The safety profile of everolimus in this pretreated population was good (Table 2). Nonhematologic AEs of any grade included stomatitis (40%), rash (25%), and fatigue (20%). Frequent grade 3 or 4 toxicities included stomatitis (3%), infections (grade 3, 2%; grade 4, 1%), and noninfectious pneumonitis (3%). Grade 3 or 4 laboratory abnormalities (≥1% of patients) included lymphopenia (grade 3, 14%; grade 4, 1%), hyperglycemia (12%), hypophosphatemia (4%), and hypercholesterolemia (3%) [36]. Noninfectious pneumonitis is a toxicity associated with mTOR inhibition. It is a nonmalignant infiltration in the lungs, evident radiologically, usually nonsymptomatic (grade 1) or associated with minimal symptoms (grade 2), and reversible with drug discontinuation. Patients receiving mTOR inhibitors should be monitored for development of pneumonitis, and those with evidence of disease should have their dose reduced or stopped until recovery to grade ≤1. Corticosteroids may be used if needed for higher grades, provided the noninfectious origin is confirmed [28].

Table 2.

Treatment-related adverse events associated with everolimus

aSum of grade 3 and 4 events significantly different between everolimus group and placebo group (two-sided Fisher's exact test): stomatitis, p = .03; infections, p = .03; hypercholesterolemia, p = .03; hyperglycemia, p < .0001; lymphopenia, p = .002; hypophosphatemia, p = .01. No adaption for multiple testing was done.

bIncludes aphthous stomatitis, mouth ulceration, and stomatitis.

cIncludes all infections.

dIncludes interstitial lung disease, lung infiltration, pneumonitis, pulmonary alveolar hemorrhage, and pulmonary toxicity.

From Motzer RJ, Escudier B, Oudard S et al. Efficacy of everolimus in advanced renal cell carcinoma: A double-blind, randomised, placebo-controlled phase III trial. Lancet 2008;372:449–456. Reprinted with permission from Elsevier.

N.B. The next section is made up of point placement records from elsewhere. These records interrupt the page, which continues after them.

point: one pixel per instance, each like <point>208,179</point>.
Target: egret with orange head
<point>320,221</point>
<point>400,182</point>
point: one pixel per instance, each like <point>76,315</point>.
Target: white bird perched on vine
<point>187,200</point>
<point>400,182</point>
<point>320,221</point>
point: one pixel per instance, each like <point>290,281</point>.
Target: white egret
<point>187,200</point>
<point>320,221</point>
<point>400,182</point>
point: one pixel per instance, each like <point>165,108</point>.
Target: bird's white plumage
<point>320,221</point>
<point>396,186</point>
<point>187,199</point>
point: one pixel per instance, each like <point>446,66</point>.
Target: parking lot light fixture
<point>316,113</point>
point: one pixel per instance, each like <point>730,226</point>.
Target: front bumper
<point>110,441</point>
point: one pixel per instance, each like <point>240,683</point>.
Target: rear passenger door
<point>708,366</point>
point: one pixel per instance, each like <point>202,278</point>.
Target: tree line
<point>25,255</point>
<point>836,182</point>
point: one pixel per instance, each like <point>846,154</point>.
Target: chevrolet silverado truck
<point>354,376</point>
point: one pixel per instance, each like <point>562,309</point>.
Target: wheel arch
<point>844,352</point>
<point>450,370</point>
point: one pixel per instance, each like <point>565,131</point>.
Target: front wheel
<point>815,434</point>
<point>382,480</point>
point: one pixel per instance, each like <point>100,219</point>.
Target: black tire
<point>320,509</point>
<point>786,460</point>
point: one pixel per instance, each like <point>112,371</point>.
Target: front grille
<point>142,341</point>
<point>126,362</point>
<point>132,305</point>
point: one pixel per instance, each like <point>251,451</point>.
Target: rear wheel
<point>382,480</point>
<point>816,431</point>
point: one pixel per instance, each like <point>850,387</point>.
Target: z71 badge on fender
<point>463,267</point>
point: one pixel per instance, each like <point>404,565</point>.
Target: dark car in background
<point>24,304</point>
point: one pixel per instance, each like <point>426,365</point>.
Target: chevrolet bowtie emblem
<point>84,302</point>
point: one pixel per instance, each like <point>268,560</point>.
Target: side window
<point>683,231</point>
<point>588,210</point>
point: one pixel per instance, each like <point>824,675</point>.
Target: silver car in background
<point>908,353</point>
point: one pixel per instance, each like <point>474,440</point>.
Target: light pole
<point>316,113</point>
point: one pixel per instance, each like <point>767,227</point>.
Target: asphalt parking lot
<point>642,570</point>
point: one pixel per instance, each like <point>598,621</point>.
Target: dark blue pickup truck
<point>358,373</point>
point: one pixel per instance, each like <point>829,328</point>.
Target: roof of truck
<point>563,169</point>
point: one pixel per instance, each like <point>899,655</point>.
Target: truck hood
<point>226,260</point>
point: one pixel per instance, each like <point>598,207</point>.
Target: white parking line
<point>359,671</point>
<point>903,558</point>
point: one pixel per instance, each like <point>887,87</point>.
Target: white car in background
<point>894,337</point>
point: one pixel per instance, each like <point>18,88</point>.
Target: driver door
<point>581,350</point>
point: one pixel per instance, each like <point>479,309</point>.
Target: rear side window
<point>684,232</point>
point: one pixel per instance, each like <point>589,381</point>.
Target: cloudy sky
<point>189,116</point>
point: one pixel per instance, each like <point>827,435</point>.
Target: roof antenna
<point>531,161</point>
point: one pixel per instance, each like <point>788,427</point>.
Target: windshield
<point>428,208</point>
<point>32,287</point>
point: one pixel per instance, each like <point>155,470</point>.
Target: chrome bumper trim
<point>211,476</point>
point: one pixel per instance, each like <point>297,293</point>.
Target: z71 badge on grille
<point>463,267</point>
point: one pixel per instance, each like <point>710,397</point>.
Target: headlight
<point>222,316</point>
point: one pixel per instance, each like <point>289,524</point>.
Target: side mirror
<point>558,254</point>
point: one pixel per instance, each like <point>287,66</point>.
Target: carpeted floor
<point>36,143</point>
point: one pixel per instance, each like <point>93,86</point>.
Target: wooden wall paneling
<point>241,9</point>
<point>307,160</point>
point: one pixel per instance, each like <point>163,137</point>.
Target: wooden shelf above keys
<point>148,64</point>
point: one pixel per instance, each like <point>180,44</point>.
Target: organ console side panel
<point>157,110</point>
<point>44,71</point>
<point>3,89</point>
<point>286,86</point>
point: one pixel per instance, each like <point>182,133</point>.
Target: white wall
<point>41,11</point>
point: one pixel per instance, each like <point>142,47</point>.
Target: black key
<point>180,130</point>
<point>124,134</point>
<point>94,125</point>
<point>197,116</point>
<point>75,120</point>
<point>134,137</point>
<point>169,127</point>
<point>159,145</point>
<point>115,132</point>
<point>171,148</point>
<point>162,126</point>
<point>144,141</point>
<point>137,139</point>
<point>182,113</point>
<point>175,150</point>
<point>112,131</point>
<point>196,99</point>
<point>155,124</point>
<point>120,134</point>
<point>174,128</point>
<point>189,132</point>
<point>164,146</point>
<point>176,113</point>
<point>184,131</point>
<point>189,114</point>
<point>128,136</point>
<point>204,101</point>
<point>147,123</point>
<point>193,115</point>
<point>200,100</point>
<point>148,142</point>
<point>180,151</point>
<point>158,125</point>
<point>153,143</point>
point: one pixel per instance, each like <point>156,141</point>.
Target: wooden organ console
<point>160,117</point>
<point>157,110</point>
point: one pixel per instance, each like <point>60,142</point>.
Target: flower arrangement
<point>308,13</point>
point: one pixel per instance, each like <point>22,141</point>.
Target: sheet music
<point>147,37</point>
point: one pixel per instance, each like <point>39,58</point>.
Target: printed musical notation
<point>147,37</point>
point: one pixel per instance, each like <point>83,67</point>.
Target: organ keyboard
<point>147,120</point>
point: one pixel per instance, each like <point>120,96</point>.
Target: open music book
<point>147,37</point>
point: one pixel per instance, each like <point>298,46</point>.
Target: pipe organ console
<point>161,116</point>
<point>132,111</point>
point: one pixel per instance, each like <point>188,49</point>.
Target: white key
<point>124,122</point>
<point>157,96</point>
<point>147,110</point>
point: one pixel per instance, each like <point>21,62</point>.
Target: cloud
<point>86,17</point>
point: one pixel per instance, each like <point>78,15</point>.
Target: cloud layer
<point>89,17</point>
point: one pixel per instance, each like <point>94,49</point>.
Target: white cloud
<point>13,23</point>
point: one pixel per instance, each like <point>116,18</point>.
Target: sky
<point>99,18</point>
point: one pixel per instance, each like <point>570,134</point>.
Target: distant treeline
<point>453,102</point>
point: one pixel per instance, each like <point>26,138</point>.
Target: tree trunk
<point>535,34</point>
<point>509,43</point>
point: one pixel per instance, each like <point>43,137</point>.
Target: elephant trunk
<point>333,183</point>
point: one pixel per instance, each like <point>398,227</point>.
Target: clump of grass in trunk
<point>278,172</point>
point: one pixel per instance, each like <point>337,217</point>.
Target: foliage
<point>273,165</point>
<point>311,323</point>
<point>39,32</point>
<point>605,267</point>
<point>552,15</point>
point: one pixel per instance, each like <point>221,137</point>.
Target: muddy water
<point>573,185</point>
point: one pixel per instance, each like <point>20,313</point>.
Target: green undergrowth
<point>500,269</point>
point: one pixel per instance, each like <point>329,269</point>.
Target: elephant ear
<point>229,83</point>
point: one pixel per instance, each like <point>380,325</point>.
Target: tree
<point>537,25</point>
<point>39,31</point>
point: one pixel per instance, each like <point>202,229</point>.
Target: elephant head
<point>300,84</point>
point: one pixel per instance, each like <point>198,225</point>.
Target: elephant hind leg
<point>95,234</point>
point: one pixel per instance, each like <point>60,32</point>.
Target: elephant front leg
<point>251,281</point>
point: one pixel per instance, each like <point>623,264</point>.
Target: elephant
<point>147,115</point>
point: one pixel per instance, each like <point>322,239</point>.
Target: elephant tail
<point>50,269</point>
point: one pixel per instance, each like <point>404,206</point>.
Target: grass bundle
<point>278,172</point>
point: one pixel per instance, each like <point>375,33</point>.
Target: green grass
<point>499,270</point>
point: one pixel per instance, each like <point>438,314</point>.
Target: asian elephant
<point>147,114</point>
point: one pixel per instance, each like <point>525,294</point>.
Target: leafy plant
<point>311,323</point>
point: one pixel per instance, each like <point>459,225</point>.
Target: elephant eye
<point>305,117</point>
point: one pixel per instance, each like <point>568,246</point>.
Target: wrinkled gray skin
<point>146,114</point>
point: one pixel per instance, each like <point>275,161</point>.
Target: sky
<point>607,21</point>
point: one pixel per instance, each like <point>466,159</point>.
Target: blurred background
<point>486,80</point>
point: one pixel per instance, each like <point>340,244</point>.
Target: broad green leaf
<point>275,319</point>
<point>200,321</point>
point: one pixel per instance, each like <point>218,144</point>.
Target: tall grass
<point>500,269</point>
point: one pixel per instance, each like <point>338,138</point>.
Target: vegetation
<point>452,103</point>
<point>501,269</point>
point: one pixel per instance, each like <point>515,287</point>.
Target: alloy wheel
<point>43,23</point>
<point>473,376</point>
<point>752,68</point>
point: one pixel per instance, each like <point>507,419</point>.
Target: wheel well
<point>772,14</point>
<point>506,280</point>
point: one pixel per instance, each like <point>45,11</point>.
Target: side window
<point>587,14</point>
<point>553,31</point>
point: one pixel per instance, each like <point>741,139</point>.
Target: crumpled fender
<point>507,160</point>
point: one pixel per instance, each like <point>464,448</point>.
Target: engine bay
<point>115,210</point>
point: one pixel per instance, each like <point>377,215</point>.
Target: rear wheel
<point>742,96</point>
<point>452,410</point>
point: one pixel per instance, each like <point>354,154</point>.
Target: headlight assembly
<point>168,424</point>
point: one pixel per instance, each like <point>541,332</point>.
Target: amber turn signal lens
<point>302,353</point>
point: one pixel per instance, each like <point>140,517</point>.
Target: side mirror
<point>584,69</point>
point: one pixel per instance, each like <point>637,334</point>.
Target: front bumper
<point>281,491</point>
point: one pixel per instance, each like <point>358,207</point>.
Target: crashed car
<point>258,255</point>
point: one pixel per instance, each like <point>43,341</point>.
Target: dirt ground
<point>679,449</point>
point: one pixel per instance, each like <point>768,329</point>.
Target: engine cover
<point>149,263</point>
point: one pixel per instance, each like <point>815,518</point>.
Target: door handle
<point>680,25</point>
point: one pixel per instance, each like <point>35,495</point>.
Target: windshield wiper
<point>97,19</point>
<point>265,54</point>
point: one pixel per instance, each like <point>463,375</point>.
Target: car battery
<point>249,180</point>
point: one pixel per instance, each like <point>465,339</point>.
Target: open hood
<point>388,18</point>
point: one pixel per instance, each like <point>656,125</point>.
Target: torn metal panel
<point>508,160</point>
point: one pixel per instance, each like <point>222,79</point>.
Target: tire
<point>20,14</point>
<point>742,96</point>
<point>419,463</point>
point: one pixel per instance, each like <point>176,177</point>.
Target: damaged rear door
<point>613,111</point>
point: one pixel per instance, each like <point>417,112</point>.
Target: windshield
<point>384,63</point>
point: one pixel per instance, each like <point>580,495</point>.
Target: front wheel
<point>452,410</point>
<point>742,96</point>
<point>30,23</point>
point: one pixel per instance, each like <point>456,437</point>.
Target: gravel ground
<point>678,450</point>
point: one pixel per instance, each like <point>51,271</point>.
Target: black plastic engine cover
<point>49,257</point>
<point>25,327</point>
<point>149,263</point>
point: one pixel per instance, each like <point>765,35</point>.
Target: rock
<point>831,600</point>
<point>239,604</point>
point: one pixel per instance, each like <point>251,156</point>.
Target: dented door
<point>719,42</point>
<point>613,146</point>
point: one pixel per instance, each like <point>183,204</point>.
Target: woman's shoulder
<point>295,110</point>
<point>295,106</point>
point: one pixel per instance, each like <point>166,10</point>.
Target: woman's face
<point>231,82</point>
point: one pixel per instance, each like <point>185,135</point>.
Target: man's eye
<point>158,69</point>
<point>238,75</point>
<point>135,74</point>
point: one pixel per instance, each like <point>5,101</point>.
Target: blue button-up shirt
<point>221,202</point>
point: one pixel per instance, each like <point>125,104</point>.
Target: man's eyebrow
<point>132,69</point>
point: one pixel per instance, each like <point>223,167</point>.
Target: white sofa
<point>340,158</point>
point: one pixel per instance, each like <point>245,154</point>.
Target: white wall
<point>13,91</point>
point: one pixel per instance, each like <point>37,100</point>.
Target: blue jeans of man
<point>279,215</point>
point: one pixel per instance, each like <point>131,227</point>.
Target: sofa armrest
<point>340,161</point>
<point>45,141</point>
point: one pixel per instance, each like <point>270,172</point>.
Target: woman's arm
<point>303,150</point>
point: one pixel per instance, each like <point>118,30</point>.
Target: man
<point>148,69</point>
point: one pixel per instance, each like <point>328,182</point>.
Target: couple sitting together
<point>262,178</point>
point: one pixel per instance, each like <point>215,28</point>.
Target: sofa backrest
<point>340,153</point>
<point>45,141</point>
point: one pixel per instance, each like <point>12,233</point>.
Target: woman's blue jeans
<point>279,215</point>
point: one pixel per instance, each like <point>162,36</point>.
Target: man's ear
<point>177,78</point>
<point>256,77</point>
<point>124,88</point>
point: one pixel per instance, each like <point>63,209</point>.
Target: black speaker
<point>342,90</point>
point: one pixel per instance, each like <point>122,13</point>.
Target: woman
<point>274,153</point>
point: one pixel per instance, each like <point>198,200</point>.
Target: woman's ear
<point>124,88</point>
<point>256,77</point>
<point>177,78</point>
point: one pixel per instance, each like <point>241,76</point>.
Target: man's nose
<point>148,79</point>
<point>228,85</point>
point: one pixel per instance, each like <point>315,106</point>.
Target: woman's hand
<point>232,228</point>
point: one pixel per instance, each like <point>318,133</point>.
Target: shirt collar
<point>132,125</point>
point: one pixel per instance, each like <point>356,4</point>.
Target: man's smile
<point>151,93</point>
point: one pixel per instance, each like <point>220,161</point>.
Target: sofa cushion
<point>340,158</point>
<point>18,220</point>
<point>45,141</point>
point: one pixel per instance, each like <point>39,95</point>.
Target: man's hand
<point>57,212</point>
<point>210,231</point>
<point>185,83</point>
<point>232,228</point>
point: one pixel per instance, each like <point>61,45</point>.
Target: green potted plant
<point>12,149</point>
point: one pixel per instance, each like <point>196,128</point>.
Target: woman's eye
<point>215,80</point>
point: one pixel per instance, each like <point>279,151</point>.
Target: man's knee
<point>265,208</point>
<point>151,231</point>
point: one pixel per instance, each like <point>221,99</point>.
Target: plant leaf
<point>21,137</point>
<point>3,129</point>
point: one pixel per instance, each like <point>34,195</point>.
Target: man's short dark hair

Everolimus has received FDA (March 2009) and EMEA (May 2009) approval for the treatment of patients with advanced RCC after failure of treatment with sunitinib or sorafenib. Based on the trial data, everolimus also received a category 1 recommendation by the National Comprehensive Cancer Network for the second-line treatment of patients with advanced RCC after failure of tyrosine kinase therapy [39].

Perspectives

With the availability of sunitinib, sorafenib, bevacizumab, temsirolimus, and everolimus for metastatic RCC, this disease has been transformed from one with too few options to one with many options and a critical need for more research. Sequential treatment with these agents after disease progression to overcome resistance has become the usual clinical practice, but a great amount of work is still needed to determine whether existing agents may work better in combination or whether one specific sequence of these agents is superior to another, as suggested in early trials [18, 21]. Another urgent question is the nature of the resistance to VEGF/VEGFR-targeted therapies. Proposed mechanisms have focused on enhanced angiogenic signaling. Suggestions supported by experimental studies include the upregulation of HIF-1α to enhance the hypoxic response by greatly increasing levels of VEGF and PDGF and other factors needed for cell proliferation, and the upregulation of alternate proangiogenic pathways through other cell surface receptors such as those for FGF, insulin-like growth factor, ephrins, and angiopoietins [16]. The basis of current research combining everolimus or temsirolimus with bevacizumab and exploring optimal sequencing of the mTOR inhibitors with sunitinib and sorafenib is twofold: the expectation of additional antitumor effects with mTOR inhibition, as well as complementary angiogenic activities [40], and the position of mTOR downstream in the signaling pathways from VEGFR and PDGFR and downstream in the proposed alternate angiogenic signaling pathways.

The coming years will be even more exciting for RCC, and it is hoped that ongoing clinical trials will clarify some of the issues related to potential combinations and new drugs that have shown promise in phase II studies.